December 15th saw the Maltese Commissioner for Revenue issue guidance under Article 96(2) of the Income Tax Act, with reference to the use of Mutual Agreement Procedures (MAP). MAP refers to a specialist procedure which allows the Competent Authority (in this case, the Malta Competent Authority) to interact with counterparts in Contracting States/Parties, with the purpose of resolving international tax disputes.
In Maltese law, a MAP is provided for under the provisions of a MAP article in-
- A Double Taxation Agreement;
- The Convention of 23rd July 1990 for the elimination of double taxation in connection with the adjustment of profits of associated enterprises (90/463/EEC)- the EU Arbitration Convention.
When referring to a MAP under the EU Arbitration it is important to note that Malta applies the Recommendations which are found in the Revised Code of Conduct for effective implementation of the convention on the elimination of double taxation in connection with the adjustment of profits of associated enterprises (2009/C 322/01). Should any conflict between the Guidelines and the said Code of Conduct, the provisions of the latter will apply.
Conventions are between the governments of two (or more) states or jurisdictions and are referred to as the Contracting States or Contracting Parties. The term “Competent Authority” is used to identify a person, position, or body to whom issues can be addressed to in a Contracting State. The Malta Competent Authority is the Director General, Legal and International of the International Tax Unit at the Malta Financial Services Authority, Mr Aldo Farrugia. The MAP guidelines empower the Competent Authority to reach a resolution on MAP cases and the Authority may enter into MAP negotiations as well as exchange taxpayer and other information under the provisions of the applicable Convention, law, regulations and procedure.

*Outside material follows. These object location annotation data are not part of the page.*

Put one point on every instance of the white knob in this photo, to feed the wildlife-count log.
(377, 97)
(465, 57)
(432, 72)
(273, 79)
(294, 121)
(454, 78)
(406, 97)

A MAP works by authorising the Competent Authorities involved in a dispute (it can be more than one in multiple jurisdictions) to communicate with each other directly as well as through joint commissions in order to resolve matters that are brought before them. A MAP can be provided for subjects listed below:
- Transfer pricing adjustments;
- Attribution of profits of a permanent establishment;
- Dual residence of individuals;
- Withholding tax levied beyond what is permitted by the applicable Convention;
- Whether conditions for an application of a treaty anti-abuse provision has been met, or whether the application of a domestic law anti-abuse provision is conflicting with other provisions of a treaty;
- Any other instances where a person considers that taxation is not in line with the applicable Convention.
In order to request MAP, a taxpayer must first raise it as a formal issue by requesting assistance from the relevant Contracting State/Party dependent on the applicable Convention. In the case of multiple requests, separate MAP requests must be submitted for each taxpayer and/or under each Convention as necessary. Taxpayers are strongly encouraged to ensure that all requests are presented within a specific time frame which can vary depending on the Convention in place as well as ensuring that all the required documentation is in order and submitted at the same time.
Once the MAP request has been received, the Malta Competent Authority will determine its viability and whether it is possible to resolve the case without involving another Competent Authority. As a general rule, the Malta Competent Authority recognises the MAP as a dispute resolution process as an additional process available to a taxpayer under Maltese domestic law, and that the MAP can only be considered upon the taxpayer having exhausted or rescinded its domestic objection, review and appeal rights.
The Malta Competent Authority has stated that it endeavours to conduct the MAP process as quickly as possible, and come to a resolution within twenty-four (24) months from the date of the acceptance of the MAP request.